Social gatherings have an inherent cost. They are fun and enjoyable, yet they are also draining. Following an event, I need countless hours alone to settle back into myself. To let the anxiety leave, and for normality to return. This recovery time takes me away from my family and work, or alternatively compromises me for the next few days.

Yet I don’t want to be alone, and I do enjoy connections and friendships.

I have missed graduations, birthday and bucks’ parties, and many other big events out of fear. At other times attendance to these events has resulted in me being bedridden for days, costing me time at work.

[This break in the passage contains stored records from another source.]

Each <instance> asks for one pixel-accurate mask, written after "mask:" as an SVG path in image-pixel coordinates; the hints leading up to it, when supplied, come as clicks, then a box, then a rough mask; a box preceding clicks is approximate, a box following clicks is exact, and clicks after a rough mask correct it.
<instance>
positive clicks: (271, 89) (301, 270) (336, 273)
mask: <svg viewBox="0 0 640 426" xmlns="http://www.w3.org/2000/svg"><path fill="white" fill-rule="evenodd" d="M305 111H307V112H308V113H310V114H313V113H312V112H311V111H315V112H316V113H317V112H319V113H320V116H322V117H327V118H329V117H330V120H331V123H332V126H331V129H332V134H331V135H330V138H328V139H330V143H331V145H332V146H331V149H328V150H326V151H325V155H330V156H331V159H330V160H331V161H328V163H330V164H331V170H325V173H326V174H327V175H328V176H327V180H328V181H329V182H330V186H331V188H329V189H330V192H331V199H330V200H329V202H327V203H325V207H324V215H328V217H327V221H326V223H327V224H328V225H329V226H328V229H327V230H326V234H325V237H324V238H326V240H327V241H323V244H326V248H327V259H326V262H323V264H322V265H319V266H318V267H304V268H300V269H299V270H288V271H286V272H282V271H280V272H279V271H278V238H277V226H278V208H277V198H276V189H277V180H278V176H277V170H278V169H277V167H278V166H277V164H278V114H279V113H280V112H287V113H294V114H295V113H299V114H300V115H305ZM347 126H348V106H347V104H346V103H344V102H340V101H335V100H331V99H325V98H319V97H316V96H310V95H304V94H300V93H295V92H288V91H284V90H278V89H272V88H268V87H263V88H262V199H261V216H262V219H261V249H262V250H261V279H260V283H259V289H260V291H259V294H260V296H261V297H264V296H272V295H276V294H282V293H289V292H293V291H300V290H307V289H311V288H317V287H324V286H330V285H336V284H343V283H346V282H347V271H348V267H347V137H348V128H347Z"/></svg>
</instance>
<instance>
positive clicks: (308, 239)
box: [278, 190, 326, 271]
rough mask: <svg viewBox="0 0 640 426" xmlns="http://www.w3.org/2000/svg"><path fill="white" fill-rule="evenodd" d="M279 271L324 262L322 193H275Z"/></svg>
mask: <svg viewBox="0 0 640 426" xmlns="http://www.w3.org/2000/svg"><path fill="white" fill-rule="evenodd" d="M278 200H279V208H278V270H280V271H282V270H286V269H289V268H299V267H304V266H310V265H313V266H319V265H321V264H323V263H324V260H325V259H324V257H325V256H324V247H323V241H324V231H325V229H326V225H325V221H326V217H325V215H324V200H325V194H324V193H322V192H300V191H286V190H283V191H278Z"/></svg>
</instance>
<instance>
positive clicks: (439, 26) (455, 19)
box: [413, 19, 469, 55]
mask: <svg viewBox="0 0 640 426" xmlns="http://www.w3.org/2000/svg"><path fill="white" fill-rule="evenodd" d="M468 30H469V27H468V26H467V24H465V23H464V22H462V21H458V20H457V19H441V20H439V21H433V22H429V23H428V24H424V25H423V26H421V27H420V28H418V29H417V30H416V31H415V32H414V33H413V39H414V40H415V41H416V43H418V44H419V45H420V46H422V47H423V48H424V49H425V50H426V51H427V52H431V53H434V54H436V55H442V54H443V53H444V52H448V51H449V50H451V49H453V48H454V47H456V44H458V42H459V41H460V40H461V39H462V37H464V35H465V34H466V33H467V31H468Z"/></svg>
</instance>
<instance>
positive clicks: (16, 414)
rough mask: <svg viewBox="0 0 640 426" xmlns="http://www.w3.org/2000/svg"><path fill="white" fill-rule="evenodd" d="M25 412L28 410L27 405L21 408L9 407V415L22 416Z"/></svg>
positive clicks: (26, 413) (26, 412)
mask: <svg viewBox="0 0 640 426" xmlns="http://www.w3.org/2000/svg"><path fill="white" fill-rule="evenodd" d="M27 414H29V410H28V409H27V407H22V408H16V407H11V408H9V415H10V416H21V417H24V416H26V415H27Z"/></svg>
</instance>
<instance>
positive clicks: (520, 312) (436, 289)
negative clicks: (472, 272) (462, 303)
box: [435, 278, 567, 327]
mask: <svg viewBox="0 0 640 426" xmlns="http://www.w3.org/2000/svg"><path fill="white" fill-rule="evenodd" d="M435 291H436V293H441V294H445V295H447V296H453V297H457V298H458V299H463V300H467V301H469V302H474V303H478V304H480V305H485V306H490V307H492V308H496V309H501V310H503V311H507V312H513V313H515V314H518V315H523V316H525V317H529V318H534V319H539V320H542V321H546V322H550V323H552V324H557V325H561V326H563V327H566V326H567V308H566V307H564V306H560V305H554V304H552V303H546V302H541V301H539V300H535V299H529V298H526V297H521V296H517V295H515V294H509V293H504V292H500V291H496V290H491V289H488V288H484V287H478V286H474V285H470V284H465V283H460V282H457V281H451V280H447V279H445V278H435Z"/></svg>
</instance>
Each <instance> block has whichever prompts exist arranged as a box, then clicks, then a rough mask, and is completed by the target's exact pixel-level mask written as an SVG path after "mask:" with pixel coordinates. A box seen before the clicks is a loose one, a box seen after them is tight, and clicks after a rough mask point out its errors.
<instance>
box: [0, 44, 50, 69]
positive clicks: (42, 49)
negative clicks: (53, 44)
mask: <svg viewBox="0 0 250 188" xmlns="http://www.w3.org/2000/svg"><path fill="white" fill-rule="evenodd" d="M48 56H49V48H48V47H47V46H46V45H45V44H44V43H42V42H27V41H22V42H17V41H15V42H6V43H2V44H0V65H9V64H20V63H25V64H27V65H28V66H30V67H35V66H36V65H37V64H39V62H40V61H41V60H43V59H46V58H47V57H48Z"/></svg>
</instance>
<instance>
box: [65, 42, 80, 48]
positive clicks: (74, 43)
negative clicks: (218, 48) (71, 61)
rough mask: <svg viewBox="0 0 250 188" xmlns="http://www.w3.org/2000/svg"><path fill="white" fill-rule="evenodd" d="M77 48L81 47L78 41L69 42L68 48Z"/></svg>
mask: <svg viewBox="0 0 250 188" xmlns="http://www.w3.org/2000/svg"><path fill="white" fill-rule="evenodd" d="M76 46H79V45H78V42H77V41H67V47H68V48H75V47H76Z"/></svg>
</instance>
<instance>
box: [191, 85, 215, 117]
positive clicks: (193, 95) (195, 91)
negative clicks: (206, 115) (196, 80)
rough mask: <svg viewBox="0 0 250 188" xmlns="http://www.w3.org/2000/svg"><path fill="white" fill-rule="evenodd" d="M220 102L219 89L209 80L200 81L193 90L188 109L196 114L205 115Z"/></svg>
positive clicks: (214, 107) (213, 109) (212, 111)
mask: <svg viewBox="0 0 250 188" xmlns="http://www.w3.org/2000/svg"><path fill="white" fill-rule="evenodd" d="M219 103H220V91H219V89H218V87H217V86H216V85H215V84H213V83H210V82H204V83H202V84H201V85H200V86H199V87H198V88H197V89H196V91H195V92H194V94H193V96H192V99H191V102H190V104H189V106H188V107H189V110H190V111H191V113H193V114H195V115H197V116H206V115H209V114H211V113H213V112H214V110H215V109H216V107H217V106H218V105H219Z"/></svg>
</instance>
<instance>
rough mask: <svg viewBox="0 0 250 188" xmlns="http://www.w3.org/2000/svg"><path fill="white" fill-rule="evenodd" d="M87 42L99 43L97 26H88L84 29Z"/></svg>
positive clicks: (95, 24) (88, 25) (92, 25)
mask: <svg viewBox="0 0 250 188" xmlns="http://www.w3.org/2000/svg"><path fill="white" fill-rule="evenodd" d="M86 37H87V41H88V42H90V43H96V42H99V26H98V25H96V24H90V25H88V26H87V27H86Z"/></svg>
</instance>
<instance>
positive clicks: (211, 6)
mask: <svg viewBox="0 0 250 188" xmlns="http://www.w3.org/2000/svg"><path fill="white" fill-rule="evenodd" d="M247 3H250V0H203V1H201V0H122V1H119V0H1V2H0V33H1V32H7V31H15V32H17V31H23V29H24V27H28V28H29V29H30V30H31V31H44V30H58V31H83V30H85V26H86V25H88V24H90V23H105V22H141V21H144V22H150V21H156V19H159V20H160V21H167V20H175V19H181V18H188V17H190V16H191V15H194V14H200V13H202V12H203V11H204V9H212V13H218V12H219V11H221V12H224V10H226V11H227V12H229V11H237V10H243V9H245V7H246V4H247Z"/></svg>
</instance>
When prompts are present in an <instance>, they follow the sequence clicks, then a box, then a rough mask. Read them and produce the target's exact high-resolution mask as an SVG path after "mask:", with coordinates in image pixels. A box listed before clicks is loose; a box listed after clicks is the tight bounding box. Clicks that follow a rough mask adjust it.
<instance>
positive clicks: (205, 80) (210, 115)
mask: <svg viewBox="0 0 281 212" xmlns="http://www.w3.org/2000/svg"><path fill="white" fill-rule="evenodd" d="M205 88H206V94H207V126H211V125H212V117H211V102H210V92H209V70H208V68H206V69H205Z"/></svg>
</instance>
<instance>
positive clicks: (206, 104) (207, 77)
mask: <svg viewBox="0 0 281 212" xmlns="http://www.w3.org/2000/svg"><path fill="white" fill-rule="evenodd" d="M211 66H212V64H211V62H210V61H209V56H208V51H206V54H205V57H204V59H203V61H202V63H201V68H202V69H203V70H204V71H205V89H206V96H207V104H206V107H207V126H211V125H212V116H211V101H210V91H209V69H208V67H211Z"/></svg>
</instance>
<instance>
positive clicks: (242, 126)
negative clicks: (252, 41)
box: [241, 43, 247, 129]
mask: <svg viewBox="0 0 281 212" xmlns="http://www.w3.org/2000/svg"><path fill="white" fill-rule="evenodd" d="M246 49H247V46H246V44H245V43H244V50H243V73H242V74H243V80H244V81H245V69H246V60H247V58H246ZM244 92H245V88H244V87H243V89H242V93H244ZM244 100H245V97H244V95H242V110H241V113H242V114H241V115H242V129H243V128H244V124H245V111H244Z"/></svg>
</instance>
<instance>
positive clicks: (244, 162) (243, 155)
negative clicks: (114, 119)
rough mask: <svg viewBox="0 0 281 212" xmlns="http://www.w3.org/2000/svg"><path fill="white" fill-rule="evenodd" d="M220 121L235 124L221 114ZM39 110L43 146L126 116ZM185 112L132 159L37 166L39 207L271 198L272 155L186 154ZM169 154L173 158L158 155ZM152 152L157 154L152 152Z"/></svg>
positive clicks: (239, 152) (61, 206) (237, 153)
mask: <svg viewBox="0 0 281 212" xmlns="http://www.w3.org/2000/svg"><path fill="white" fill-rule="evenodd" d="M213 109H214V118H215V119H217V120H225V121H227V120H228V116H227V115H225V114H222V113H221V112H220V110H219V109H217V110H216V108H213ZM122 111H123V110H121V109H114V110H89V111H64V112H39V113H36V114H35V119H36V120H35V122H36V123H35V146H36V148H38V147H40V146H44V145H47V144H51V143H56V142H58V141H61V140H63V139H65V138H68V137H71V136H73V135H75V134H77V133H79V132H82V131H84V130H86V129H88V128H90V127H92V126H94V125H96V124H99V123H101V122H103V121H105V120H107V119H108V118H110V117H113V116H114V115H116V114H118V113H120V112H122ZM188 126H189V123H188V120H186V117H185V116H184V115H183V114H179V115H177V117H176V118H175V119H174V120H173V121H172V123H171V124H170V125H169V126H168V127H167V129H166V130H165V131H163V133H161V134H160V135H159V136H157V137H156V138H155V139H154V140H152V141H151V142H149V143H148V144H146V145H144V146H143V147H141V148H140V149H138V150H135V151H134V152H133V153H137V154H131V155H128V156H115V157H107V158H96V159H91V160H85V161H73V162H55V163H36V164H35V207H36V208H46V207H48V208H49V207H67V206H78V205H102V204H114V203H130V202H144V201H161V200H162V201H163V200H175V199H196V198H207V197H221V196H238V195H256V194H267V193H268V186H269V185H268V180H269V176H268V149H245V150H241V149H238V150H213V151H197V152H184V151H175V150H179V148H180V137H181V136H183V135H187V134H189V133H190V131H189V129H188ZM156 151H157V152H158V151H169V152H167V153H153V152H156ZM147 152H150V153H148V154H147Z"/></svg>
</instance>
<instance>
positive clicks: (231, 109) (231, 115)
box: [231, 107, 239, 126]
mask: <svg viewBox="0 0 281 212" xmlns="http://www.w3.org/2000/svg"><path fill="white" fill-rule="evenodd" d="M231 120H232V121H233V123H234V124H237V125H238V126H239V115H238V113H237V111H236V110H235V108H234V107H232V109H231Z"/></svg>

Thus, I am in a constant balancing act between managing my loneliness and social anxiety.

The thing is that if I say no too often, if I reject all invites, people will come to expect me to do so, and will subsequently stop inviting me to attend. This may cause me to feel ever more like a social outcast, causing my social anxiety to rise even further.

So, I fight.

I do the work on the meditation mat and the therapist’s couch. I write down how I think an event will play out and compare the reality to my anxiety and embrace the difference.

Wherever possible I push through and say yes.

But unfortunately, the amount that I do say yes may never be enough for me to be considered ‘normal’. This is why I write. My hope is that by sharing my lived experience of mental illness, that I will be able to help normalise its reality.

If society as a whole understands it, then people like me will be able to better navigate it and thrive in our own way.